(QS. Al-Baqarah [2]: 183-185)[1]
"Dengan
menyebut Nama Allah Yang Mahapemurah lagi Mahapenyayang."
يَا أَيُّهَا الَّذِينَ آمَنُواْ كُتِبَ
عَلَيْكُمُ الصِّيَامُ كَمَا كُتِبَ عَلَى الَّذِينَ مِن قَبْلِكُمْ لَعَلَّكُمْ
تَتَّقُونَ. أَيَّاماً مَّعْدُودَاتٍ فَمَن كَانَ مِنكُم مَّرِيضاً أَوْ عَلَى
سَفَرٍ فَعِدَّةٌ مِّنْ أَيَّامٍ أُخَرَ وَعَلَى الَّذِينَ يُطِيقُونَهُ فِدْيَةٌ
طَعَامُ مِسْكِينٍ فَمَن تَطَوَّعَ خَيْراً فَهُوَ خَيْرٌ لَّهُ
وَأَن تَصُومُواْ
خَيْرٌ لَّكُمْ إِن كُنتُمْ تَعْلَمُونَ. شَهْرُ رَمَضَانَ الَّذِيَ أُنزِلَ فِيهِ
الْقُرْآنُ هُدًى لِّلنَّاسِ وَبَيِّنَاتٍ مِّنَ الْهُدَى وَالْفُرْقَانِ فَمَن
شَهِدَ مِنكُمُ الشَّهْرَ فَلْيَصُمْهُ وَمَن كَانَ مَرِيضاً أَوْ عَلَى سَفَرٍ
فَعِدَّةٌ مِّنْ أَيَّامٍ أُخَرَ يُرِيدُ اللّهُ بِكُمُ الْيُسْرَ وَلاَ يُرِيدُ
بِكُمُ الْعُسْرَ وَلِتُكْمِلُواْ الْعِدَّةَ وَلِتُكَبِّرُواْ اللّهَ عَلَى مَا
هَدَاكُمْ وَلَعَلَّكُمْ تَشْكُرُونَ
“Hai
orang-orang yang beriman diwajibkan atas kamu berpuasa sebagaimana diwajibkan
atas orang-orang sebelum kamu agar kamu bertaqwa, (yaitu) dalam beberapa hari
yang tertentu. Maka barang siapa di antara kamu ada yang sakit atau dalam
perjalanan (lalu ia berbuka), maka (wajiblah baginya berpuasa) sebanyak hari
yang ditinggalkan itu pada hari-hari yang lain. Dan wajib bagi orang-orang yang
berat menjalankannya (jika mereka tidak berpuasa) membayar fidyah, (yaitu) :
memberi makan seorang miskin. Barangsiapa yang dengan kerelaan hati mengerjakan
kebajikan, maka itulah yang lebih baik baginya. Dan berpuasa lebih baik bagimu
jika kamu mengetahui. (Beberapa hari yang ditentukan itu ialah) bulan Ramadhan
bulan yang didalamnya diturunkan Al Qur’an sebagai petunjuk bagi manusia dan
penjelasan-penjelasan mengenai petunjuk itu dan pembeda (antara yang haq dan
yang batil). Karena itu, barang siapa diantara kalian hadir (dinegeri tempat
tinggalnya) dibulan itu, maka hendaklah ia berpuasa pada bulan itu, dan barang
siapa sakit atau dalam perjalanan (lalu ia berbuka) maka (wajiblah baginya
berpuasa) sebanyak hari yang ditinggalkannya itu, pada hari-hari yang lain.

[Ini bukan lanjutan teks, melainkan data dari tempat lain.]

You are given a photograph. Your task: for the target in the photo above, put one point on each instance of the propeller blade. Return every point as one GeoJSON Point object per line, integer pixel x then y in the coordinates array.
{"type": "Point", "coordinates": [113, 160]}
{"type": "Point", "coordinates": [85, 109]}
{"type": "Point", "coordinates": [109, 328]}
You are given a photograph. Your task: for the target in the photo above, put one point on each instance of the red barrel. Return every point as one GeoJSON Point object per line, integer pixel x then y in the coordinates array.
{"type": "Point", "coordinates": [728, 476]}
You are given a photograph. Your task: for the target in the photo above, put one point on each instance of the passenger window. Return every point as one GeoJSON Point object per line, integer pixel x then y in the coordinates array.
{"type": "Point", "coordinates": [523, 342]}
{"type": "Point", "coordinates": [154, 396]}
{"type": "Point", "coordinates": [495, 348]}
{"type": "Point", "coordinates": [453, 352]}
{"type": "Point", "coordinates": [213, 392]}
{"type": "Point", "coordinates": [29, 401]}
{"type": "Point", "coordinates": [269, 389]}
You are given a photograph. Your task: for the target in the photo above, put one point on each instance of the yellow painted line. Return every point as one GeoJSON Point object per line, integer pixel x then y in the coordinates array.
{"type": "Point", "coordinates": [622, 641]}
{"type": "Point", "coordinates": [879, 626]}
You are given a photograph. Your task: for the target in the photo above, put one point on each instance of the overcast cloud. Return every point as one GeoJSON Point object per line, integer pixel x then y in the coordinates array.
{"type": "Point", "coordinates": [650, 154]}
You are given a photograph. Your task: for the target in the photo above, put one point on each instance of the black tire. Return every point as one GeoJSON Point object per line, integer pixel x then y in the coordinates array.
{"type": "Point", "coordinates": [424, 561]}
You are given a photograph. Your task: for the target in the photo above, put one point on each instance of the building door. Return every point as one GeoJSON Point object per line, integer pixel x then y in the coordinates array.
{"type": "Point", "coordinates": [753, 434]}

Allah menghendaki kemudahan bagimu, dan tidak menghendaki kesukaran bagimu. Dan
hendaklah kamu mencukupkan bilangannya dan hendaklah kamu mengagungkan Allah
atas petunjuk-Nya yang diberikan kepadamu, supaya kamu bersyukur. (QS. Al Baqarah
[2]: 183 – 185)
Allah سبحانه و تعالي berfirman kepada orang-orang yang beriman dari umat ini,
memerintahkan kepada mereka untuk berpuasa yaitu menahan diri dari makan, minum
dan jima’, dengan niat ikhlas karena Allah سبحانه و تعالي. Karena di dalam puasa terkandung penyucian dan pembersihan
jiwa dari perbuatan yang hina dan akhlak yang rendah.

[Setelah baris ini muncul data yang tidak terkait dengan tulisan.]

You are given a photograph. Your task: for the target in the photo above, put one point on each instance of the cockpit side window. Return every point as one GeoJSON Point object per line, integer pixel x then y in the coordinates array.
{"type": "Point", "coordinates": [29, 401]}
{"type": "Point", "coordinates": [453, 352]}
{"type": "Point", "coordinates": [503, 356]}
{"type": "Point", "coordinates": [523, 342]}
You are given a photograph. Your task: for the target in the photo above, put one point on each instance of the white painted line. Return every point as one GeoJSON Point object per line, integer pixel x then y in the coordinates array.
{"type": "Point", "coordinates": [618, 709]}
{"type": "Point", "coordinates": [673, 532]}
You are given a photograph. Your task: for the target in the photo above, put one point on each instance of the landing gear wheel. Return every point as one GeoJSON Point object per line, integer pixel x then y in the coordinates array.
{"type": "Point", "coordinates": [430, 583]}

Allah سبحانه و تعالي menyebutkan (dalam ayat di atas), (bahwa) sebagaimana Dia
mewajibkan atas kalian (orang-orang yang beriman) puasa, maka Allah سبحانه و تعالي (juga) mewajibkannya atas umat-umat yang terdahulu, sebelum
kalian. Maka bagi mereka terdapat contoh yang baik, dan hendaklah kalian
bersungguh-sungguh dalam menunaikan kewajiban ini, lebih sempurna dari
orang-orang yang terdahulu, agar kalian benar-benar taqwa kepada Allah dan takut
kepada-Nya.
Kemudian Allah سبحانه و تعالي menerangkan ketentuan puasa. Bahwasanya puasa itu tidaklah
setiap hari, (yang demikian itu) agar tidak memberatkan jiwa, sehingga
menjadi lemahlah (jiwa) dari memikul dan menunaikannya. Tetapi puasa itu
(dikerjakan) pada hari-hari tertentu. Yang mana pada permulaan Islam,
orang-orang beriman berpuasa tiga hari setiap bulannya, kemudian hal ini
dihapus dengan puasa pada bulan Ramadhan.
Kemudian Allah سبحانه و تعالي menerangkan hukum puasa sebagaimana terjadi pada awal permulaan
Islam. Dia menerangkan bahwa orang yang sakit dan musafir (orang yang
bepergian) tidak (wajib) berpuasa dalam keadaan sakit atau bepergian,
dikarenakan kesulitan pada dua keadaan itu (untuk berpuasa), bahkan keduanya boleh
berbuka dan (harus) menggantinya pada waktu yang lain.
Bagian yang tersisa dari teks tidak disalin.